The makers of the UP single-board computer are back, and this time instead of a model with an Intel Atom x5 Cherry Trail processor, they’re building a “hacker board” mini PC with an Intel Apollo Lake processor.
It’s called the UP², or Up Squared. And it’s expected to ship in April.
You can reserve one by making a pledge to the company’s Kickstarter campaign, which has already exceeded its relatively modest goal of $10,968.
The Up Squared is a single-board computer with 2 HDMI ports, 2 Gigabit Ethernet ports, 4 USB 3.0 ports, 2 USB 2.0 ports, a SATA3 connector, an M.2 2230 slot, a mini PCIe slot, and a bunch of developer features including a 40-pin GP-bus and 60-pin EXHAT.
The system is available with Celeron N3350 dual-core and Pentium N4200 quad-core processor options up to 8GB of LPDDR4 memory, and up to 128GB of eMMC 5.0 storage.
The cheapest model is priced at 89 Euros, or about $98. It has the Celeron processor, 2GB of RAM, and 16GB of storage. You can pledge a bit more for extra storage and/or WiFi, Bluetooth, and accessories including a power supply, HDMI cable, and SATA cable.

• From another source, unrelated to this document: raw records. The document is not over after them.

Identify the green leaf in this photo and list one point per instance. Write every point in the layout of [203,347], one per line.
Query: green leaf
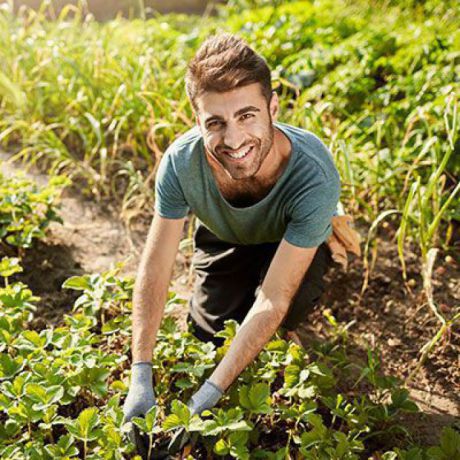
[179,417]
[256,398]
[79,283]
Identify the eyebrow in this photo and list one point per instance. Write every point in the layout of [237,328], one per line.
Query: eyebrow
[249,108]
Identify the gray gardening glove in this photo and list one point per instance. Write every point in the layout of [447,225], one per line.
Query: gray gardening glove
[139,400]
[140,395]
[205,398]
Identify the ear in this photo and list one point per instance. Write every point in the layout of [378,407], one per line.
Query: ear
[274,105]
[197,118]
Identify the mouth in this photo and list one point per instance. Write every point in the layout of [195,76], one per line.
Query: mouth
[240,154]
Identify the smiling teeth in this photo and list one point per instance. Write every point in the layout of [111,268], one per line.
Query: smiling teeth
[241,153]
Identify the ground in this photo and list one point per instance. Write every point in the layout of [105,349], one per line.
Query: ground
[399,322]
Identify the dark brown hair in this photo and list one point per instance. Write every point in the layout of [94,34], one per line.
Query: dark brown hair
[225,62]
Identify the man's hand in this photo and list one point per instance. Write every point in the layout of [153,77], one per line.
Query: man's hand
[139,400]
[140,395]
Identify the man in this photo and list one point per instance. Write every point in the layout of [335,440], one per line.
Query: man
[264,193]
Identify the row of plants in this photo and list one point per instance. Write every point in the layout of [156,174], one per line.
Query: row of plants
[104,100]
[62,388]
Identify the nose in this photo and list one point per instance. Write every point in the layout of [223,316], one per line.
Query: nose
[233,136]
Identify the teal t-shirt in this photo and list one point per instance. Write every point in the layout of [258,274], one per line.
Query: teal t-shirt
[298,208]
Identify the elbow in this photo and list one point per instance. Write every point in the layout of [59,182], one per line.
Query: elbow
[280,309]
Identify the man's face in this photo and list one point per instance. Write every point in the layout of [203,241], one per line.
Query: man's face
[237,128]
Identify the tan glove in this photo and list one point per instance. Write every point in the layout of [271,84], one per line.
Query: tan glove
[344,239]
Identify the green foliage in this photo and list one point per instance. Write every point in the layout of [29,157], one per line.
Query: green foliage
[26,210]
[62,389]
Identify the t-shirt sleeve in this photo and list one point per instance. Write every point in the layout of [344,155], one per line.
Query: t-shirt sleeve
[170,201]
[310,220]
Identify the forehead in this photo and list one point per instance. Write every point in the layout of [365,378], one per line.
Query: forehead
[226,103]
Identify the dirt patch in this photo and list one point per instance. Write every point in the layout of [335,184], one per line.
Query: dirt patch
[399,322]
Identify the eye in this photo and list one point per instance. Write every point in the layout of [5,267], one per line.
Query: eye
[211,124]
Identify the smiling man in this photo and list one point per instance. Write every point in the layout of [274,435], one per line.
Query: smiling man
[264,193]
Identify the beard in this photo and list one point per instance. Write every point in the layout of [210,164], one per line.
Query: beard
[248,167]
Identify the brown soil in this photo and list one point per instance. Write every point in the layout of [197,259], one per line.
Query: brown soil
[387,315]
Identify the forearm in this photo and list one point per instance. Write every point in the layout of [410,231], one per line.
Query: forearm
[261,322]
[149,299]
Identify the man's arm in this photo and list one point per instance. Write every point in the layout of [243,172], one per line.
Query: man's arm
[152,283]
[286,272]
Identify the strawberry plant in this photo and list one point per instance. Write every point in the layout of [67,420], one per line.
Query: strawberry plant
[26,209]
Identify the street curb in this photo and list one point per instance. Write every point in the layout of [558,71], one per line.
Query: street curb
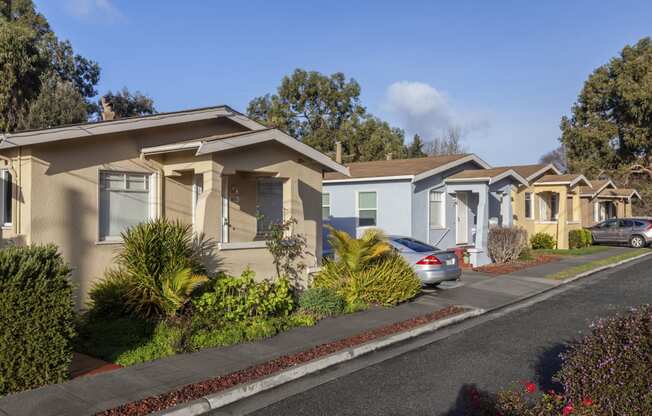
[602,268]
[217,400]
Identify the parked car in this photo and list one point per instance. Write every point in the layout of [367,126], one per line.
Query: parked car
[431,264]
[637,232]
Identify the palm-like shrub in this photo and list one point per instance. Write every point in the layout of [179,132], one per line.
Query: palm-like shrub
[160,264]
[367,270]
[356,253]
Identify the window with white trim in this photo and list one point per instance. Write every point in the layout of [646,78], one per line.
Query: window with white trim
[529,212]
[197,189]
[367,209]
[6,197]
[436,206]
[125,201]
[325,206]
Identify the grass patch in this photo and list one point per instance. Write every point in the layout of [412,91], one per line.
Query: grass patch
[574,271]
[573,251]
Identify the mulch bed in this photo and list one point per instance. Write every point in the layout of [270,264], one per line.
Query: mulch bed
[504,268]
[197,390]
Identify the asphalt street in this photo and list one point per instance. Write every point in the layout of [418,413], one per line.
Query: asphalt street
[522,345]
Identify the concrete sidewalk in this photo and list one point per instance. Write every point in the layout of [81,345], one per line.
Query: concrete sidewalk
[90,394]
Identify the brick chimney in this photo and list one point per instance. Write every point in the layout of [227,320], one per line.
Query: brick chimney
[338,152]
[107,111]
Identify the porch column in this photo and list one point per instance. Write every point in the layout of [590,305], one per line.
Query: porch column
[506,209]
[482,228]
[208,217]
[562,237]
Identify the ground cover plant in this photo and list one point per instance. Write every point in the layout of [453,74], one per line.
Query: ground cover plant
[505,244]
[37,326]
[542,241]
[604,373]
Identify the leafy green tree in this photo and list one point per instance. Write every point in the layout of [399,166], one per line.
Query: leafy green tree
[20,67]
[611,123]
[58,103]
[321,110]
[415,149]
[127,104]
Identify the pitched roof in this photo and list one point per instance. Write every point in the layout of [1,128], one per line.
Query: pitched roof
[222,142]
[620,193]
[409,168]
[488,175]
[530,172]
[74,131]
[596,187]
[570,178]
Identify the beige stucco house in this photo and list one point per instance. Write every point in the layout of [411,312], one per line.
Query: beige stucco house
[80,186]
[549,203]
[603,200]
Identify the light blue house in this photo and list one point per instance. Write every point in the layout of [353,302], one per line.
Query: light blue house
[446,201]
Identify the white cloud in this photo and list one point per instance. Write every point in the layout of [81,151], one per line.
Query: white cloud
[422,109]
[92,9]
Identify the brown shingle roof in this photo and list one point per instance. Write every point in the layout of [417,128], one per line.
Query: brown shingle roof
[397,167]
[619,192]
[596,185]
[570,177]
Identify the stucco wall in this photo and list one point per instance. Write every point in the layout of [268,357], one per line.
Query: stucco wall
[394,205]
[445,237]
[58,195]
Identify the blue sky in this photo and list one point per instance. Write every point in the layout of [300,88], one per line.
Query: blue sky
[503,71]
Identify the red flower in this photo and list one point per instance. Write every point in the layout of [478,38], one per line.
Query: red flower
[530,387]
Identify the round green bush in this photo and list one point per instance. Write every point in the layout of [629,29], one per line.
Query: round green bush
[38,313]
[542,241]
[322,301]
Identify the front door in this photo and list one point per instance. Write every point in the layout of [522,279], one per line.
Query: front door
[462,222]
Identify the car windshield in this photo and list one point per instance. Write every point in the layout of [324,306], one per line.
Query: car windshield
[414,245]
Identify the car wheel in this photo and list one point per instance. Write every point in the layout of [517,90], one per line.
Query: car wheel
[637,241]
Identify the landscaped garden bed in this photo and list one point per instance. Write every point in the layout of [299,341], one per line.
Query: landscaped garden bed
[197,390]
[496,269]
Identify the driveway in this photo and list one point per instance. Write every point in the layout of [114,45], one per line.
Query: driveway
[523,345]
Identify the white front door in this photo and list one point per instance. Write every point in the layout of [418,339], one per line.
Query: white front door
[462,221]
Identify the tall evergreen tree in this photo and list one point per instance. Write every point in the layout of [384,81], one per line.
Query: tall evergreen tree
[321,110]
[415,149]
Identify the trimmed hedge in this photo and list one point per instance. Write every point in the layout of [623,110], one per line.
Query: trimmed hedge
[579,238]
[37,325]
[322,301]
[542,241]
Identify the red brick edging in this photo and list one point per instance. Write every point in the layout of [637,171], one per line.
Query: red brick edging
[197,390]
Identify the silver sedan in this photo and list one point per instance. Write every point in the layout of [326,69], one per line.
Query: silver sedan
[431,264]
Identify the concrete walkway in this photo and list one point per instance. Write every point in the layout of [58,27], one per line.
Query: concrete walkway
[90,394]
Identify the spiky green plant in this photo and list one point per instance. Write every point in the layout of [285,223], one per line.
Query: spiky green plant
[356,253]
[162,262]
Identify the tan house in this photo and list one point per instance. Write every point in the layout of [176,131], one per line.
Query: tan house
[603,200]
[550,203]
[80,186]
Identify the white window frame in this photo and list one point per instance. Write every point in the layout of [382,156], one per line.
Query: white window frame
[151,183]
[357,208]
[443,208]
[195,196]
[3,182]
[325,206]
[531,201]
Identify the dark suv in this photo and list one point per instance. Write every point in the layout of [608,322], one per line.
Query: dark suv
[635,231]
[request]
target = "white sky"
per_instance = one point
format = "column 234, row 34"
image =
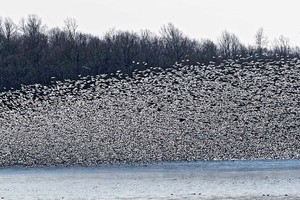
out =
column 196, row 18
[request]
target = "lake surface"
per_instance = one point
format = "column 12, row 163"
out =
column 259, row 179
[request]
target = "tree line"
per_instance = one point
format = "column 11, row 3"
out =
column 30, row 53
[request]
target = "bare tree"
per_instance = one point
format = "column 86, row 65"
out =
column 282, row 46
column 229, row 45
column 261, row 41
column 175, row 42
column 70, row 27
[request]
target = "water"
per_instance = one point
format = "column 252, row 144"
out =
column 260, row 179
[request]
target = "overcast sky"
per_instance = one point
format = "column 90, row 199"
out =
column 196, row 18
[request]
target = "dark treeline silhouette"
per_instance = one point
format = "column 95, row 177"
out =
column 30, row 53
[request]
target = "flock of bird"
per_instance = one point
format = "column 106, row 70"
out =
column 237, row 109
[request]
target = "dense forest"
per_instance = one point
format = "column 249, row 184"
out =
column 31, row 53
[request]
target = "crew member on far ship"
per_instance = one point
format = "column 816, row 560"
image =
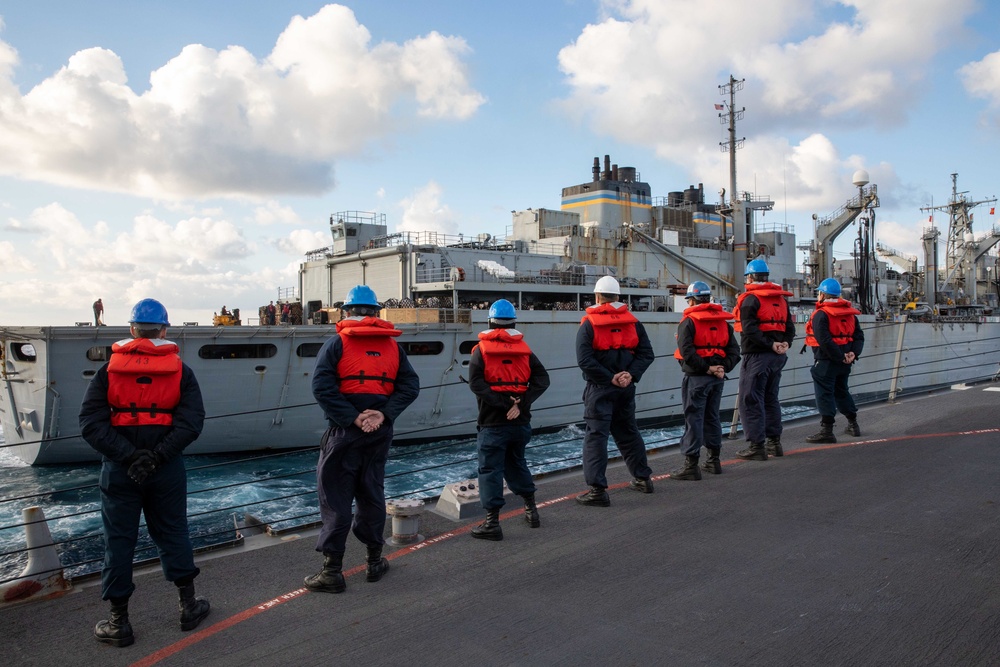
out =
column 613, row 351
column 706, row 350
column 835, row 335
column 363, row 382
column 766, row 331
column 507, row 378
column 141, row 410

A model with the Pentium chip, 8GB of RAM/128GB of storage, and all the other extras is priced at 259 Euros/$284.
Keep in mind that while you could use the UP Squared as a system for desktop computing, media center activities, or other home use, it’s probably overkill for some of those things, since it’s really aimed at hackers/makers who will take advantage of all the exposed I/O pins for connecting hardware to extend the system’s capabilities and/or debug software and hardware issues.
But it’s one of the first Apollo Lake-powered developer boards I’ve seen, which makes it an interesting upgrade from the original Up Board… even if it won’t ship for another half year.
The Up Squared officially supports Windows 10, Windows IoT Core, Ubuntu, Yocto, Android 6.0, and Ubilinux.